Today’s Sunday Chicago Tribune had an article relating again directly to this issue of further involving 20- and 30-somethings in the cultural landscape and their cultural heritage. According to the article, some London museums are participating in a late night programs, events that mix culture with standards of evening entertainment. As the author of the article, John Lee, put it: “It’s 9 p.m. at London’s cavernous old Natural History Museum, and I’m leaning against a marble column, beer in hand, under the watchful eye of a giant fossilized fish.”
This got me thinking. I know that monied corporations, or even parents, can rent out the Field Museum for a corporate event or a birthday sleepover, so why not have late night modeled after the British? The thought of sipping a Goose Island 312 under the Field’s Tyrannosaurus Rex, Sue, sounds pretty fun and certainly unique. Chicagoans are rightly proud of their cultural institutions like the Field Museum, the Shedd Aquarium and the Art Institute, we also spend more money per-capita on alcohol, by far, than any other city in the U.S. so why not try out a late night program that makes these institutions a fun, social place to hang out? Everyone needs a break from the omnipresent plasma TVs, blasting music, and unremarkable decor that plagues so many bars, making the name the only thing different about each one.
The Museum of Contemporary Art (MCA) already has a program like this in place, their First Fridays. On the first friday of each month, the museum stays open until 10 at night and has live entertainment, a cash bar and free hors d’oeuvres, well, free with the $15 admission (or $10 in advance, $7 for MCA members). The MCA is also realizing its potential as a meeting place for singles as well, as they have “the world’s only iMac G5 digital dating bar,” whatever that is. Regardless, the MCA is on the right track of bringing more people into the museum and showing that it can be an active, vibrant, community meeting place. Lowering or eliminating the cover charge would only assist this goal.

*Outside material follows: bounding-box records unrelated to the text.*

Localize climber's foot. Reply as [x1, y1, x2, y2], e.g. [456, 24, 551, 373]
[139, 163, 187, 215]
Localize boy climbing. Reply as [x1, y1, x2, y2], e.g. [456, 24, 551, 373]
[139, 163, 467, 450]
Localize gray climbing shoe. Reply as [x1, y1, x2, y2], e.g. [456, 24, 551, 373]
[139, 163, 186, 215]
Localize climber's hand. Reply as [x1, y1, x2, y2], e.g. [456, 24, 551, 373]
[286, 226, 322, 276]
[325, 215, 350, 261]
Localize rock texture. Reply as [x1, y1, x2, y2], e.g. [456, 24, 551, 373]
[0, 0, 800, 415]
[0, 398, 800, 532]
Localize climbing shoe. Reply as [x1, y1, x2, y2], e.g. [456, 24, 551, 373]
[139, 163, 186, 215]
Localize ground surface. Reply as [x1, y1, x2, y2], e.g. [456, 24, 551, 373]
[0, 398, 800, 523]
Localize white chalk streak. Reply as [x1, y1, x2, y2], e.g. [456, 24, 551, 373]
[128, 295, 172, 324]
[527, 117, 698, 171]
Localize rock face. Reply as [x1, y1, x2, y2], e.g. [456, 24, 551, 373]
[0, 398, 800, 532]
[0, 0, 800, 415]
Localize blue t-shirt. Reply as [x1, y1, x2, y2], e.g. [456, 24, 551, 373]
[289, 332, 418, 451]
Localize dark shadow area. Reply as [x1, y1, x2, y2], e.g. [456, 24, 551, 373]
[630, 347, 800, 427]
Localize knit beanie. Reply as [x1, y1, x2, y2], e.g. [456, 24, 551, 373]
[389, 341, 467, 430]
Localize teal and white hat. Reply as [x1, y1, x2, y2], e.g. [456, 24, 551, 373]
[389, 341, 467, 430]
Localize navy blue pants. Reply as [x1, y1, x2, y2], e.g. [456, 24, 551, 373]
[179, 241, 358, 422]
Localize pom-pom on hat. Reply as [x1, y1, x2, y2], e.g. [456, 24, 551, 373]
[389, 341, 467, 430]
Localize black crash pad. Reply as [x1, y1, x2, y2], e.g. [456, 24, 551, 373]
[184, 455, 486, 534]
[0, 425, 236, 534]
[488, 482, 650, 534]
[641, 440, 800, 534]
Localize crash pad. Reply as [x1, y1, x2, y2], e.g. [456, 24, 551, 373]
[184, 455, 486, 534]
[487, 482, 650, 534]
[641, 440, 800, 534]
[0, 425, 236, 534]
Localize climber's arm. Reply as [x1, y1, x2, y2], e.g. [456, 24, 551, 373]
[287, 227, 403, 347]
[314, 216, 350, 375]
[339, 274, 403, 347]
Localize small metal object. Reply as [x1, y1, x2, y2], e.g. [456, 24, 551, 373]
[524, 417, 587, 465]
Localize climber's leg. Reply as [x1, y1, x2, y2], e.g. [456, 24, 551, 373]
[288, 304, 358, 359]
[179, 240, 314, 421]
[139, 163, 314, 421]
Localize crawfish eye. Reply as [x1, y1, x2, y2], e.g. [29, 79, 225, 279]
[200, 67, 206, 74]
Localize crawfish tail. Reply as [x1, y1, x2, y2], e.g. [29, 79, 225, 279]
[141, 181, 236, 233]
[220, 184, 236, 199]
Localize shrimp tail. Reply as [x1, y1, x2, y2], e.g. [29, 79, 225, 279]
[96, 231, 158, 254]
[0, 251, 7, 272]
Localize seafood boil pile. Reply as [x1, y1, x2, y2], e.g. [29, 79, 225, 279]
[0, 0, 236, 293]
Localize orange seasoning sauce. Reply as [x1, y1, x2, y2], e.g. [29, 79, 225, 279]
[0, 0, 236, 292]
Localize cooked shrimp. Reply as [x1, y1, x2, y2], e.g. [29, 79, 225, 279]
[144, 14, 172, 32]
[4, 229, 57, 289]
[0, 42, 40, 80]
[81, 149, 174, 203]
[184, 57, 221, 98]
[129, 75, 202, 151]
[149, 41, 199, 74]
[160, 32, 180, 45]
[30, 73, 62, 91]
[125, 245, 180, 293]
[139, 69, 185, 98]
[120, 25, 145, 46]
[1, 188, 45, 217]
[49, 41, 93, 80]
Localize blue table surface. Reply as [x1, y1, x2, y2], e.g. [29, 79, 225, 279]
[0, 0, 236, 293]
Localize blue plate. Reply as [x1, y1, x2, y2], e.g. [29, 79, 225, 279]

Chicago is far at the forefront of the three major American cities (LA, New York, Chicago) in its museum admission policies. While most museums offer free or discounted admission times (usually underwritten by a corporation, since the federal government long ago checked out of financing), Chicago has the Museum Passport, available at all Chicago Public Libraries (these are given out first-come, first-served, though). Chicago also experimented with free admission during the entire month of February for several museums. We’re on the right track, let’s keep opening the doors of our cultural institutions.